Dunder Mifflin Blamed For Ballot Problems In Pennsylvania

Dunder Mifflin was hilariously blamed for the paper shortage during voting in Pennsylvania.

By Ross Tyson | Published

Is Michael Scott an enemy of democracy? New tweets believe so, as voting machines in Luverne County, Pennsylvania ran out of paper on the most important day of 2022, per sources at The Hill. With a shortage of paper and the still-in-use hybrid digital model most modern voting machines use, many took to Twitter to voice their displeasure at the wait times and point fingers at who they thought was to blame, notably the fictional paper company Dunder Mifflin from the NBC classic The Office.

While a lot of strange coincidences have happened in the past year that often makes us the question “Does earth just have bad writers this season?”, this one might take the cake as Luverne County is the home of our favorite Dunder Mifflin employees, Scranton, PA, being the home base of The Office’s colorful characters.

The Office

While not much was provided for why the shortage happened, Judge Lesa S. Geib, herself a local, issued an emergency order to rectify the situation and extend the voting deadline by two hours.
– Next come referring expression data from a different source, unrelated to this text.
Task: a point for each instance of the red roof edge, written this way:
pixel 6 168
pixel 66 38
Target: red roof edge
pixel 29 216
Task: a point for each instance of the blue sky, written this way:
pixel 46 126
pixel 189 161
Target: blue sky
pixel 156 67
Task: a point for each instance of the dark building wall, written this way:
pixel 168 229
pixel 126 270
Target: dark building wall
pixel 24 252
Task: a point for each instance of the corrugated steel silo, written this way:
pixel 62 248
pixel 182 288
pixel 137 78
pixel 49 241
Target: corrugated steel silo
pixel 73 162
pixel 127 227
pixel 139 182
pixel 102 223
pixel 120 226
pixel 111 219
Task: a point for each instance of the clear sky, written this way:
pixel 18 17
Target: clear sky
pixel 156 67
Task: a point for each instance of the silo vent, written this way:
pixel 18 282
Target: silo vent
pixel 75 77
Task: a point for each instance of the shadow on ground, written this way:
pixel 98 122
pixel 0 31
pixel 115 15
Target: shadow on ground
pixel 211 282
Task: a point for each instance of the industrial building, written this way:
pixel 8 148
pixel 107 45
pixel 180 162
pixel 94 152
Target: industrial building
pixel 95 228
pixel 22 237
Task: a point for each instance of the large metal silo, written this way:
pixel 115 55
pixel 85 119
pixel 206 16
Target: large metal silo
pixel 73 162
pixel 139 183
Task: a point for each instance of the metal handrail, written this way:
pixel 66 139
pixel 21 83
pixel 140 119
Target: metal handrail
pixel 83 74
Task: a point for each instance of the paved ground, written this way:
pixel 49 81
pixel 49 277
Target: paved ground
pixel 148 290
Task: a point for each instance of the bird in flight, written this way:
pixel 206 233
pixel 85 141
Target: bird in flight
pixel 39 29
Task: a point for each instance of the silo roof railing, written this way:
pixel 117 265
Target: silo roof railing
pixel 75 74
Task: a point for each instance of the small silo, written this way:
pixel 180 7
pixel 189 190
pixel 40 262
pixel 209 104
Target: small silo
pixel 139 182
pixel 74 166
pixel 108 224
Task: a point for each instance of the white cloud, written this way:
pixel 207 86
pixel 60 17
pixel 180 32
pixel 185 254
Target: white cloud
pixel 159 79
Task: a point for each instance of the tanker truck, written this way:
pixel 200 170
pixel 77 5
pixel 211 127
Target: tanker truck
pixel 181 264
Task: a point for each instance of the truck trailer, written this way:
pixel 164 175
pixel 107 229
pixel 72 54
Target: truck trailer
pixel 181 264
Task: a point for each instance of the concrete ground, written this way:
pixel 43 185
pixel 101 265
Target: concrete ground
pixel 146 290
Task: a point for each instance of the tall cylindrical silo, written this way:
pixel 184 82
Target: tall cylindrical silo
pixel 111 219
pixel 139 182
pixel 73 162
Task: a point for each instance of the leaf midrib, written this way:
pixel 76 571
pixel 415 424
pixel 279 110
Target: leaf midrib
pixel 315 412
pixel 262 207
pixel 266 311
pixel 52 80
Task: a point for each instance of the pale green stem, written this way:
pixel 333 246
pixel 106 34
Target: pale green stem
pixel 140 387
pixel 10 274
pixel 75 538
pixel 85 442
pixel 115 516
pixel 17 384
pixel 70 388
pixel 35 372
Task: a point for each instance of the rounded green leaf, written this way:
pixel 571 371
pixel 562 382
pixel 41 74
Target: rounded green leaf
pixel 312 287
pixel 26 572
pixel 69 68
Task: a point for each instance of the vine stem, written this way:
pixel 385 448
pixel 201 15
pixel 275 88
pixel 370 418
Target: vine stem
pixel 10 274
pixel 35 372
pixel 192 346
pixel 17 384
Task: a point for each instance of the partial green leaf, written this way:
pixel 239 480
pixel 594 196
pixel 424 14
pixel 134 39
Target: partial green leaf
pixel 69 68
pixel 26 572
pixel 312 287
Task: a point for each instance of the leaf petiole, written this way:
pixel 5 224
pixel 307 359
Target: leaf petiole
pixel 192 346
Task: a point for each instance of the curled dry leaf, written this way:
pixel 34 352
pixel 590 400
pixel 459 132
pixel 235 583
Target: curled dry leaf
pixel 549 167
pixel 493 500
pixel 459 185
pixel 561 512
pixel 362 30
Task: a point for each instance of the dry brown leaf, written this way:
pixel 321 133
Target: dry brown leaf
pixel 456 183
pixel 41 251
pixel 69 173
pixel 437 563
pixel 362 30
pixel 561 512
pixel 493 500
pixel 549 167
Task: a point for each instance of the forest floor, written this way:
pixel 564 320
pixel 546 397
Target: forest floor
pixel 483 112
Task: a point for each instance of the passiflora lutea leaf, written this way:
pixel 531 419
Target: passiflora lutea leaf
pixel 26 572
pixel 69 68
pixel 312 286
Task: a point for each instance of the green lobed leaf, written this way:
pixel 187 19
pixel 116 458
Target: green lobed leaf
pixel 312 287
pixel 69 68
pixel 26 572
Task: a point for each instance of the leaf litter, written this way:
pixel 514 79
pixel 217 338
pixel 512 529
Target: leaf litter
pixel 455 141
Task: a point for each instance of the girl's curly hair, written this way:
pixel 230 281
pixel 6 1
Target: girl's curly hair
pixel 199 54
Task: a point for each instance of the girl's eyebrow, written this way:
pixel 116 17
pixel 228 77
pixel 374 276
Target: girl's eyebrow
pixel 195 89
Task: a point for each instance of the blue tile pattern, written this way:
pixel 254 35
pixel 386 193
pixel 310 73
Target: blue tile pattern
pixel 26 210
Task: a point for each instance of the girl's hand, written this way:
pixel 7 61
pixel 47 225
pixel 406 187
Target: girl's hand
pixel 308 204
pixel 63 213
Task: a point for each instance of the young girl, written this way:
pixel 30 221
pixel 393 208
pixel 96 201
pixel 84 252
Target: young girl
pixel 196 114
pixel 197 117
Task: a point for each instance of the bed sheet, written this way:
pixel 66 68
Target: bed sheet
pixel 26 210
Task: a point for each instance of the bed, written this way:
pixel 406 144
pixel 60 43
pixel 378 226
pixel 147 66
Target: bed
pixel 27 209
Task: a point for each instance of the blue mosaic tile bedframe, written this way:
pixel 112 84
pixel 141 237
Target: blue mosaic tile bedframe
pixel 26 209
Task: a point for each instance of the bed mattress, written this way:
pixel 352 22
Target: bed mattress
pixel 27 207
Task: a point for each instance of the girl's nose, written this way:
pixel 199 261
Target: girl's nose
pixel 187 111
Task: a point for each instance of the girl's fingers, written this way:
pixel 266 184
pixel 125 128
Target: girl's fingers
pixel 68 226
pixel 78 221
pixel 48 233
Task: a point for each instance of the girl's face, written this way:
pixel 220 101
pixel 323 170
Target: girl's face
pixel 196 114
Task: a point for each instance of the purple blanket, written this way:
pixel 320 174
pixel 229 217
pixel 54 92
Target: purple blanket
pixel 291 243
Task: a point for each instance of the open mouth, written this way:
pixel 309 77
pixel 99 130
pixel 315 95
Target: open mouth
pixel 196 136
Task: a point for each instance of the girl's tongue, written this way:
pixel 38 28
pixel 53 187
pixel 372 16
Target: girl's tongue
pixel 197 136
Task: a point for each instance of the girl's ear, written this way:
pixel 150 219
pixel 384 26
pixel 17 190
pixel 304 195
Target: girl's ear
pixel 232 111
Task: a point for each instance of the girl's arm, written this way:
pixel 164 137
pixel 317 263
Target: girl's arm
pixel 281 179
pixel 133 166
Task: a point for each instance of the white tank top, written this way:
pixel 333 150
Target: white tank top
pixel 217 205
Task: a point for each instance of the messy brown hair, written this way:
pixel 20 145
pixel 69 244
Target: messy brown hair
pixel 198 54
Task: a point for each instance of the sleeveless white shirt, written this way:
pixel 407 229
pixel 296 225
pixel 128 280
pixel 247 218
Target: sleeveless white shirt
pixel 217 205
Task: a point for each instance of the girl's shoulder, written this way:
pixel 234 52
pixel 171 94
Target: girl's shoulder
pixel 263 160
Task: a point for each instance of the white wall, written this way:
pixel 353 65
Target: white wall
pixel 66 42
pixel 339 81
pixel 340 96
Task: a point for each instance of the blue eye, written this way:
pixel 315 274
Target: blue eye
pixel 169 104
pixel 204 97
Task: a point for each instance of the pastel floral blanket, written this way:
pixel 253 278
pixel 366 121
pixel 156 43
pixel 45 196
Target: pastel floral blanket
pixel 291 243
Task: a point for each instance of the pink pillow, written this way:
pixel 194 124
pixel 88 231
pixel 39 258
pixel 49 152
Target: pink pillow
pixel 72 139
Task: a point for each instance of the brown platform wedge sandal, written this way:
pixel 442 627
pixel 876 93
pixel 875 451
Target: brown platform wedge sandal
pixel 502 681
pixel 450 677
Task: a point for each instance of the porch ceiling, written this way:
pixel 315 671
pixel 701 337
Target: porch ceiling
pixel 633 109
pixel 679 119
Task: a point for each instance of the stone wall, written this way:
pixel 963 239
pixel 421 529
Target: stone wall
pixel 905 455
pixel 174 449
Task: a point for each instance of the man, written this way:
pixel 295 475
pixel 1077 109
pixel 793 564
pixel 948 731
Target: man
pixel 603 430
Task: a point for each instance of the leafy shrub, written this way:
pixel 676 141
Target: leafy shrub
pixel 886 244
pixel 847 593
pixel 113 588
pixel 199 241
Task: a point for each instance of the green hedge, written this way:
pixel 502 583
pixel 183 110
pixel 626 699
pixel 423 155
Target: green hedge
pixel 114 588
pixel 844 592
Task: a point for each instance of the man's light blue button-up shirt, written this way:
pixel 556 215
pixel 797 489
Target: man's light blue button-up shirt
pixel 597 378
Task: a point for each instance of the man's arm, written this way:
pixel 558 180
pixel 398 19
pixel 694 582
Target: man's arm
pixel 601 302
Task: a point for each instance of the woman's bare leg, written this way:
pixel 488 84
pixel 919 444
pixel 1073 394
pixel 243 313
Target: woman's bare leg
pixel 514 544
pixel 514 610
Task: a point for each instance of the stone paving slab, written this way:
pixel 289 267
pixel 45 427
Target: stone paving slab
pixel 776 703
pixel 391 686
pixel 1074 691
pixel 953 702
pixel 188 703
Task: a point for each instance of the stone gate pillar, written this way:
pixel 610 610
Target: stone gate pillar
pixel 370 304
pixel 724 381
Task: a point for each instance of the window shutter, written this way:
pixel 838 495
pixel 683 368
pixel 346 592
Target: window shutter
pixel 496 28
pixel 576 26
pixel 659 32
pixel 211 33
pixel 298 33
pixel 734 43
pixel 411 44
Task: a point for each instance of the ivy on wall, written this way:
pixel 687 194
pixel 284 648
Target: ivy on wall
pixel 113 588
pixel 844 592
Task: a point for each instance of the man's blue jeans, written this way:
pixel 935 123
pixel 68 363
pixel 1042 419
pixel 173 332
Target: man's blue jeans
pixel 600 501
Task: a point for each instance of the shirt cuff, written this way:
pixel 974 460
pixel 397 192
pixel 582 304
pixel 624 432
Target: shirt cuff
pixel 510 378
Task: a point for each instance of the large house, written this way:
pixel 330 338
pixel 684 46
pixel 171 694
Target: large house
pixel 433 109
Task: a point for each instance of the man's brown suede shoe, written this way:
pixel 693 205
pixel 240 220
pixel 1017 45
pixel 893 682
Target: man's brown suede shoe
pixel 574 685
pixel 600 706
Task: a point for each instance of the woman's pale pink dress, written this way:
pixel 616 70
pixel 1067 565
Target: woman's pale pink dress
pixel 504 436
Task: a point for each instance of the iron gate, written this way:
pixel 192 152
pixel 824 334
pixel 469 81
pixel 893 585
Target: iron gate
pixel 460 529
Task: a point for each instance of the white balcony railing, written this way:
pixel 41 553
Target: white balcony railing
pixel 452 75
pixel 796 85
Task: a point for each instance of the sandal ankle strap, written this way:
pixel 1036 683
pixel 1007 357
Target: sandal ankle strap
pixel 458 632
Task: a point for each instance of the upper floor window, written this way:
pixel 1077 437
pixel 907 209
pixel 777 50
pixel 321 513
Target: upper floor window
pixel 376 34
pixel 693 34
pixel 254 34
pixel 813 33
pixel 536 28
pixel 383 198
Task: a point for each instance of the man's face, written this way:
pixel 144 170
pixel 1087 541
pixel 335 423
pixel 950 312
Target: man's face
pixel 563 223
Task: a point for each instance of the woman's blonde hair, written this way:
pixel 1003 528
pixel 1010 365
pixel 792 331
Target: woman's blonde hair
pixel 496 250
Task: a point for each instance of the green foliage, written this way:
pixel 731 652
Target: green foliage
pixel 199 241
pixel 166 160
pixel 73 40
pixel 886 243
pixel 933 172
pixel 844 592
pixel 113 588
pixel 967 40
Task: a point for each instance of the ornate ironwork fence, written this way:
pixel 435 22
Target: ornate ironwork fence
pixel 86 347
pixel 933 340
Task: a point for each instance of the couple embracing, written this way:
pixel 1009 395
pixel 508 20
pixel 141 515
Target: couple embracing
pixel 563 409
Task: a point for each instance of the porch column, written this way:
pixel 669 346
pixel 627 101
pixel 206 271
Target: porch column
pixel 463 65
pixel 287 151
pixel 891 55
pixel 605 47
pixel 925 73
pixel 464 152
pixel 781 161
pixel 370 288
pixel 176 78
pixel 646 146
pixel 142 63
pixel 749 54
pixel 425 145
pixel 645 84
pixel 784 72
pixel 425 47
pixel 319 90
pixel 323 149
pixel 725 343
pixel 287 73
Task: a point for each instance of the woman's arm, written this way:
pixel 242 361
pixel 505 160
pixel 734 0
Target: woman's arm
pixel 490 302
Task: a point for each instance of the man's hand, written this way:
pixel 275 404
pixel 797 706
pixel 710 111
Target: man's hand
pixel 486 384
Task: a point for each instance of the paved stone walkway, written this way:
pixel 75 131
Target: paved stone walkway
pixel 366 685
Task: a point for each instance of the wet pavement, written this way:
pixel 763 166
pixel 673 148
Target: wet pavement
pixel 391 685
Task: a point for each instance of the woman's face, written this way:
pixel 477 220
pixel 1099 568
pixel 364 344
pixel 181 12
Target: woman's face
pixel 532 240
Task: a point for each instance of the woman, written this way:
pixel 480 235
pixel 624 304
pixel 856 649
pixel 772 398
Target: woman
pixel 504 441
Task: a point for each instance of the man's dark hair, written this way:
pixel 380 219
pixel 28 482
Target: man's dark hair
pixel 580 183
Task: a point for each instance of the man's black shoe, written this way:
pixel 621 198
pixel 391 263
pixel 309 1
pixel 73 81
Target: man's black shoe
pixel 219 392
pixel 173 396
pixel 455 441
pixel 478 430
Though it was too late to curb the flow of The Office jokes coming from Twitter and other sources. 

Many users have noted that it is suspicious that a polling station, located centrally to both the Dunder Mifflin and the former Michael Scott Paper Company, would run out of paper on such a monumental day. Tensions have been rising in the United States as politics take the forefront, with everyone championing their own horse. This begs the question, was this an intentional bid by either Michael Scott or Dunder Mifflin as an entity to subvert American democracy?

While none of the characters ever specifically mention their political standings, it’s not hard to believe that some of the bigger players behind Dunder Mifflin may have used the Scranton office’s frequent shenanigans as their opportunity to move things their way. Another theory is that one of the workers, Creed Bratton, may have unintentionally sourced the paper for his own religious pamphlets to hand out. 

While the office located in Scranton was a hotbed of local and regional drama in the show, it usually didn’t stem beyond their corporate scope. There was one incident of a watermark due to failed quality control, but even then, those could be used for ballot purposes if necessary.

While most are gravitating toward the Dunder Mifflin theory, others are attributing it to one individual- Michael Gary Scott, a lifelong resident of Scranton and manager of the office located there. Whether it be due to malice or sheer childlike stupidity, nobody can really agree. Scott does have a history of royally screwing up, but usually, only for those, he’s in direct contact with.

The last suspect on most minds is longtime employee Creed Bratton, a former hippie, cult leader, cult member, and possibly Scranton Strangler. Usually quiet around the office building, Creed has been known to have many shady side gigs, selling fake IDs, illegal substances, and more. 

As far as the real culprit? We may never know. Dwight Schrute is surprisingly not under suspicion by most, despite his lobbying for lowered taxes on farm equipment and opposition to zoning laws for multiple rental properties that exist in his own home. One thing is for sure no matter who did it- somehow Dunder Mifflin, specifically the office in Scranton, PA, was responsible.